LE MARÉCHAL-FERRANT.


En entrant ils trouvèrent le bonhomme lui-même tout occupé de son ouvrage : c’était une espèce de lutin aux yeux enfoncés, aux joues creuses, comme s’il fût resté long-temps en prison.
Spencer. La Reine des fées.


« Sommes-nous encore loin de la demeure du maréchal, mon gentil garçon ? » dit Tressilian à son jeune guide.

« Comment m’appelez-vous ? » lui demanda l’enfant, en fixant sur lui ses yeux gris et perçants.

« Je vous appelle mon gentil garçon ; cela vous offense-t-il, mon enfant ?

— Non ; mais si vous étiez avec ma grand’mère et Domine Holyday, vous pourriez chanter en chœur la vieille chanson :

« Nous sommes trois fous. »

— Et pourquoi cela, mon petit homme ?

— Parce que, répondit l’enfant, il n’y a que vous trois qui m’ayez jamais appelé gentil garçon.
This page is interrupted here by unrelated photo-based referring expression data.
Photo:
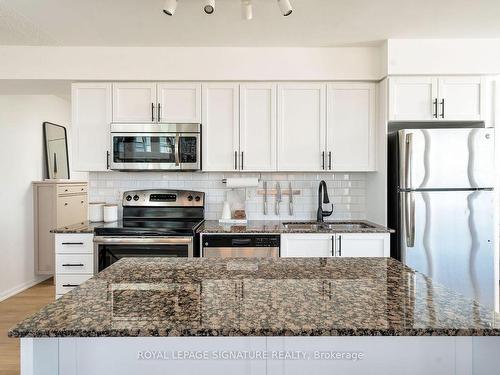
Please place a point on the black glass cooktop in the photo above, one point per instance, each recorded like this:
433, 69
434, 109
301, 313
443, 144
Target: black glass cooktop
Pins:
148, 228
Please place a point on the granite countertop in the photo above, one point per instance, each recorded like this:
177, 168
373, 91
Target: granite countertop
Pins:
83, 227
260, 226
260, 297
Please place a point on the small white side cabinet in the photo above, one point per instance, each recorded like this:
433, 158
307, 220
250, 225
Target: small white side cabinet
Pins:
55, 205
74, 260
91, 116
335, 244
438, 98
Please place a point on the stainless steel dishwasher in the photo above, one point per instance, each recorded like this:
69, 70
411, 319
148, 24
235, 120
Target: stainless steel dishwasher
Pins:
241, 246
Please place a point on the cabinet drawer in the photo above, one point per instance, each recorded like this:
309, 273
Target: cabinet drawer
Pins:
71, 189
71, 209
75, 243
74, 263
65, 283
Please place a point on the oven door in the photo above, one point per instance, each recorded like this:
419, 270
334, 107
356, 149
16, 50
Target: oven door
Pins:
111, 249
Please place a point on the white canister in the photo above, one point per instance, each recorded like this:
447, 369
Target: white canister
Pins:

Ma grand’mère m’appelle ainsi parce que l’âge qui a affaibli sa vue, ou plutôt sa tendresse maternelle, la rend aveugle ;… mon maître, le pauvre Domine, pour faire sa cour et pour avoir la plus grande assiettée de furmity et la meilleure place près du feu. Quant à vous, pourquoi m’appelez-vous joli garçon ? c’est ce que vous savez mieux que moi.

— Tu es du moins un malin espiègle si tu n’es pas gentil. Mais comment t’appellent tes camarades ?

— Lutin, » répondit l’enfant avec vivacité ; « mais, après tout, j’aime mieux avoir ma laide figure que leurs jolies têtes qui n’ont pas plus de cervelle qu’une brique.

— Vous n’avez donc pas peur de ce maréchal que nous allons voir ?

— Moi, en avoir peur ! ce serait le diable, comme le croient les bonnes gens, que je n’en aurais pas peur ; mais quoiqu’il y ait quelque chose d’étrange en lui, il n’est pas plus diable que vous, et c’est ce que je ne voudrais pas dire à tout le monde.